It's very common for patients to look online when they are looking for a new dental office. People tend to look at the reviews of others as they look for something which could help them feel directed to a specific location. Most people want to feel that they will connect with an office, before they actually go and one bad review can have a negative impact. While many of us may say they try not to take it personally, it hurts to think someone may not like the care we provided or our office. It's important to separate the situation and not take it personally, but we can instead elect to learn from it.
I had a patient a few years ago leave a bad review after coming into our office. The patient was frustrated about not getting a "cleaning." She had come into the office as a new patient and, as many patients do, expected to get the cleaning the insurance paid for. The patient posted that on coming into the office for a cleaning, all she got was X-rays and an exam. The patient needed periodontal therapy after not having received any preventive care in about 13 years. Time had been spent communicating and advising that the patient needed a more thorough type of treatment and how a cleaning wouldn't be enough to care for her. Intraoral photographs had also been taken and shown to the patient, but the patient left the office angry. I'm pretty sure we expected the review.
Many times patients leave a bad review because they actually want a situation or business to be better, but are unable to articulate it in person. It could also be that the patient is just wanting to be heard or it could out of frustration. A negative review can be a quick response to irritation or anger and an easy way out. We can use the bad review to take a look at what's going on in the office. Was the review validated? In my specific situation, did we actually communicate the need for their care clearly? What could we have done differently?
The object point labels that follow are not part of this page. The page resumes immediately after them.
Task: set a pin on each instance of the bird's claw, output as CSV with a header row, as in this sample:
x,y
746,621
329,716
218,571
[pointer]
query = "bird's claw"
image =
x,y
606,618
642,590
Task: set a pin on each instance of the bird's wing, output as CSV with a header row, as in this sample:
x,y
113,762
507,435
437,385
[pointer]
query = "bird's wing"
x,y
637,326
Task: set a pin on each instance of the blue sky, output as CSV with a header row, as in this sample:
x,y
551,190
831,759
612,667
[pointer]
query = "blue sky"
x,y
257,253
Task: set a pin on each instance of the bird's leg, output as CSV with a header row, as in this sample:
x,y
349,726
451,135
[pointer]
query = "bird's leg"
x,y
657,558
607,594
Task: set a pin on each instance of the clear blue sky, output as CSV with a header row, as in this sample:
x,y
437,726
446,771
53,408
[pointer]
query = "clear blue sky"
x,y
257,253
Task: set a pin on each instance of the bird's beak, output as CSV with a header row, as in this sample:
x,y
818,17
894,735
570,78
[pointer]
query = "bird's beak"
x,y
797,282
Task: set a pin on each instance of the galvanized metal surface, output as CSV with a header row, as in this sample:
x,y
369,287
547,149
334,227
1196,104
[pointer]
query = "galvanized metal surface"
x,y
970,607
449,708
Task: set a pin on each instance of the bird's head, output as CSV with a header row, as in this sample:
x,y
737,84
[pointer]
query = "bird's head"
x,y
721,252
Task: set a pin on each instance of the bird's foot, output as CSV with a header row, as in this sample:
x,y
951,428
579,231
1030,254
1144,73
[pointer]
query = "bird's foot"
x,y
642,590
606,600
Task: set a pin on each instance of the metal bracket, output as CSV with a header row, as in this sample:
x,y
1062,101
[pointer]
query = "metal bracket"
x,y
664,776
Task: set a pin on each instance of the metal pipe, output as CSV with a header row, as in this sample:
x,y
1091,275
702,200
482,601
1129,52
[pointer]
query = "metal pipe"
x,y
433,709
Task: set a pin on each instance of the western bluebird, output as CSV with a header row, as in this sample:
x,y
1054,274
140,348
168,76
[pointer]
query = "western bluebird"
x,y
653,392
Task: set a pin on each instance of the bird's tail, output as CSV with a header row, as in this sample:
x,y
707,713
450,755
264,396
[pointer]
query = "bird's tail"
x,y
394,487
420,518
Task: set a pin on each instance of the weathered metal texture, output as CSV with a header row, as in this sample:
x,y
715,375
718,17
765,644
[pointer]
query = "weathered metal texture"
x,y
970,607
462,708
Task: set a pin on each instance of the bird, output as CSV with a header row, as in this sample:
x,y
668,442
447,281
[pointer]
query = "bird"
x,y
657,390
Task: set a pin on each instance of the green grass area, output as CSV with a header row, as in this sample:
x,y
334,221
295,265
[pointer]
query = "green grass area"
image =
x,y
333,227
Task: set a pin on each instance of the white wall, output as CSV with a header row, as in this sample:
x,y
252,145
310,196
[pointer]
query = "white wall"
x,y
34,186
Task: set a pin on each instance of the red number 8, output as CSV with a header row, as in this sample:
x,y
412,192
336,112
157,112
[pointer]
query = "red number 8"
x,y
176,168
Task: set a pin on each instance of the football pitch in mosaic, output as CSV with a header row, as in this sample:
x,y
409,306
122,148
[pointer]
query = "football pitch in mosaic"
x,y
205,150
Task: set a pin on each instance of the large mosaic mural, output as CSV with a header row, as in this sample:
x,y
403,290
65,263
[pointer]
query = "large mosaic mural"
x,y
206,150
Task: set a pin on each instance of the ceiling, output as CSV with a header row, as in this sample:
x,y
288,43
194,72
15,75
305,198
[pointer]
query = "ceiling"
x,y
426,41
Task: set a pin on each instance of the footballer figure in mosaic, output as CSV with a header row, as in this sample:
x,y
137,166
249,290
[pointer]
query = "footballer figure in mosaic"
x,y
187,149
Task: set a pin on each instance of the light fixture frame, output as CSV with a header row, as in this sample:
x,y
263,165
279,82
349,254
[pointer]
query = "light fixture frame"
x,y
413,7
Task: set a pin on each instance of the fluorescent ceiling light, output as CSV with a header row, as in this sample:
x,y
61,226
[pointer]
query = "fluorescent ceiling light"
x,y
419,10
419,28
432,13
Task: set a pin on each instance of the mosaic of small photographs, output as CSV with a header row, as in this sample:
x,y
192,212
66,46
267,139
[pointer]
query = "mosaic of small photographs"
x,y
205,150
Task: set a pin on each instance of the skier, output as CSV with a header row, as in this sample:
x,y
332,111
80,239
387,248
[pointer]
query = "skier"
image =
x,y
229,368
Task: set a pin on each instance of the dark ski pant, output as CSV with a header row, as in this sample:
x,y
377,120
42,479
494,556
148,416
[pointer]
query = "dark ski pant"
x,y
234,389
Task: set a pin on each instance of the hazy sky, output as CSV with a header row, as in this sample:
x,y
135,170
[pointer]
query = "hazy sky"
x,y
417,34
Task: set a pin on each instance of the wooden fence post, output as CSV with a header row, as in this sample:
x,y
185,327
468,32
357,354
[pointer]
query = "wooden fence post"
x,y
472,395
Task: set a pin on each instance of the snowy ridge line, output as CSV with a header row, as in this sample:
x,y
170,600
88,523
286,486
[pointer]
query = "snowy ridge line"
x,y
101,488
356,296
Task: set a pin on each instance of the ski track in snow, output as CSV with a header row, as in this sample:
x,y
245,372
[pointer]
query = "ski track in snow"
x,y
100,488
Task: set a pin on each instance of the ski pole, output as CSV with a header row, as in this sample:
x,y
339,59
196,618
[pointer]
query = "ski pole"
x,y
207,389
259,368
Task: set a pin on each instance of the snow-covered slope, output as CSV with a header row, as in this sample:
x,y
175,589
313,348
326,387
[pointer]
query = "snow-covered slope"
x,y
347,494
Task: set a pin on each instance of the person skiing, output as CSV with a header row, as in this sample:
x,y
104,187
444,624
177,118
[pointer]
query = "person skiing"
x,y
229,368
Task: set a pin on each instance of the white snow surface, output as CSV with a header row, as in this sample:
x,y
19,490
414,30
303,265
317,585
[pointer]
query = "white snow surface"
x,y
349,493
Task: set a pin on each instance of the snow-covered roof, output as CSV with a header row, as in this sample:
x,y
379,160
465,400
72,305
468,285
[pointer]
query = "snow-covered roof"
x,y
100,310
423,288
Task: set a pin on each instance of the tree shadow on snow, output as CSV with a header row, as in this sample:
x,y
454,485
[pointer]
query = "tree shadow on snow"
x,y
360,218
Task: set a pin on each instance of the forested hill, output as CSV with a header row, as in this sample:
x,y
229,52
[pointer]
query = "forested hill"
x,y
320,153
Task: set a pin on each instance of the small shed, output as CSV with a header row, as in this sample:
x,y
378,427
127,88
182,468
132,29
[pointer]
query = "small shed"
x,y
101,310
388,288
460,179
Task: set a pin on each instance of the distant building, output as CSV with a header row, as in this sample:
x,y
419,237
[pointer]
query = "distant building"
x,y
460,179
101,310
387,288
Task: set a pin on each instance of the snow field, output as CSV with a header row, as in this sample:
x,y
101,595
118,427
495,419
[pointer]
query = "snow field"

There are several things to keep in mind when responding to an online review.
1. Respond. Don't react. It's common to feel frustrated when someone chooses to leave a bad review. Reacting to the situation can make it worse. Make sure that you take a moment before clicking away on the keyboard and reacting to the negativity with negativity.
2. Respond generically. HIPAA protects the patient's privacy. Do not address specific information online. It's OK to respond to the patient in a way such as, "We would love to speak with you about your experience. Due to HIPAA and patient confidentiality, we will protect your privacy and won't discuss it in an open forum. Please call us at 123-456-7890 to further discuss how we can make this a better experience for you."
3. Reach out personally. Most people want to be heard. Calling the patient directly can help diffuse anger and frustration. Taking the time to listen and diving into the real reason behind the review could further produce a positive review if there was miscommunication.
In our situation, we reached out to the patient to ask more questions about what the miscommunication was. We reminded the patient we wanted to do a cleaning and we could polish their teeth, however it wouldn't be therapeutic care and we would be short-changing them by just polishing the front of the teeth. We needed to address the infection. After hearing this again, the patient was more receptive. The bad review wasn't removed, however we did keep the patient.
- Don't take the bad review personally.
- Use a negative review as an opportunity to grow professionally and personally.
- Remember why you chose to get into our profession.
We want to help people. Sometimes it takes a little more time and lot more patience.